Based on above-mentioned voice-activation detecting method, present embodiment also provides a kind of voice activation pick-up unit.Fig. 6 is the structural representation of the voice activation pick-up unit that provides of the embodiment of the invention three, and as shown in Figure 6, the voice activation pick-up unit that present embodiment provides comprises: minute frame unit 201 is suitable for dividing frame to the voice signal of input; Time frequency analysis unit 202 links to each other with described minute frame unit 201, is suitable for take frame as unit the voice signal of input being carried out time frequency analysis; The time frequency analysis that described time frequency analysis unit 202 carries out comprises: this frame voice signal is asked variance in time domain and frequency domain respectively, obtain the value of its comprehensive rate of change on time domain and frequency domain of reflection; Identifying unit 203 links to each other with described time frequency analysis unit 202, and the result who is suitable for behind time frequency analysis is less than or equal to the first reference threshold, judges that then this frame is noise signal; If the result behind the time frequency analysis is greater than described the first reference threshold, and less than the second reference threshold, then this frame is signal undetermined, based on the result of determination of next frame voice signal it is judged; If the result behind the time frequency analysis, judges then that this frame is voice signal more than or equal to described the second reference threshold.Described identifying unit 203 is judged described signal undetermined based on the result of determination of next frame voice signal and is specially: with described signal determining undetermined as consistent with the signal type of described next frame voice signal.
In the present embodiment, described voice activation pick-up unit also comprises noise prediction unit 204, described noise prediction unit 204 is connected with a minute frame unit 201, identifying unit 203, N frame voice signal and analyzing before being suitable for extracting in the voice signal of described input obtains described the first reference threshold and the second reference threshold.
In addition, described voice activation pick-up unit also comprises storage unit 205, described storage unit 205 is connected with identifying unit 203, is suitable for preserving the rear Q frame undetermined signal continuous with the continuous front P frame signal undetermined of the voice signal that determines and the voice signal preserving and determine.

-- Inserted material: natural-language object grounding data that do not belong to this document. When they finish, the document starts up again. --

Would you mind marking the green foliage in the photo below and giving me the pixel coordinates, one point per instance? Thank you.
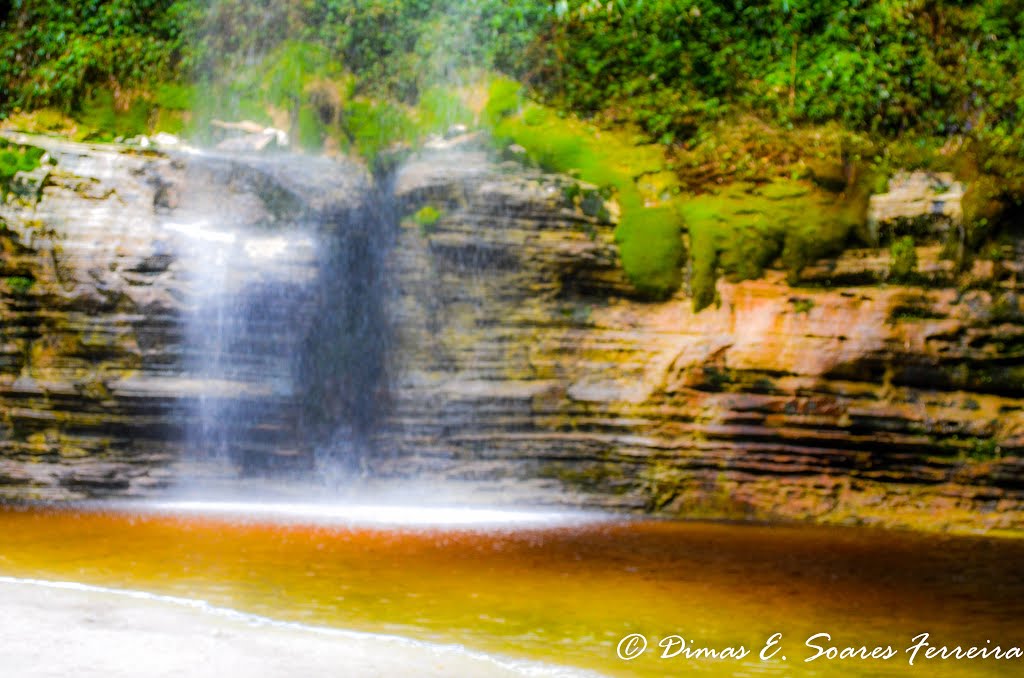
(427, 218)
(883, 66)
(744, 227)
(904, 259)
(13, 159)
(54, 53)
(376, 126)
(100, 113)
(18, 284)
(438, 109)
(803, 305)
(648, 237)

In other embodiments, the voice activation pick-up unit can also comprise updating block, is suitable for upgrading described the first reference threshold and the second reference threshold based on this frame noise signal after identifying unit 203 judges that this frame is as noise signal.Described updating block upgrades described the first reference threshold based on this frame noise signal and the second reference threshold is specially: the maximum preset value of described the first reference threshold and the result behind the described time frequency analysis be multiply by respectively the value that addition obtains behind the default weighting coefficient upgrade described the first reference threshold and the second reference threshold.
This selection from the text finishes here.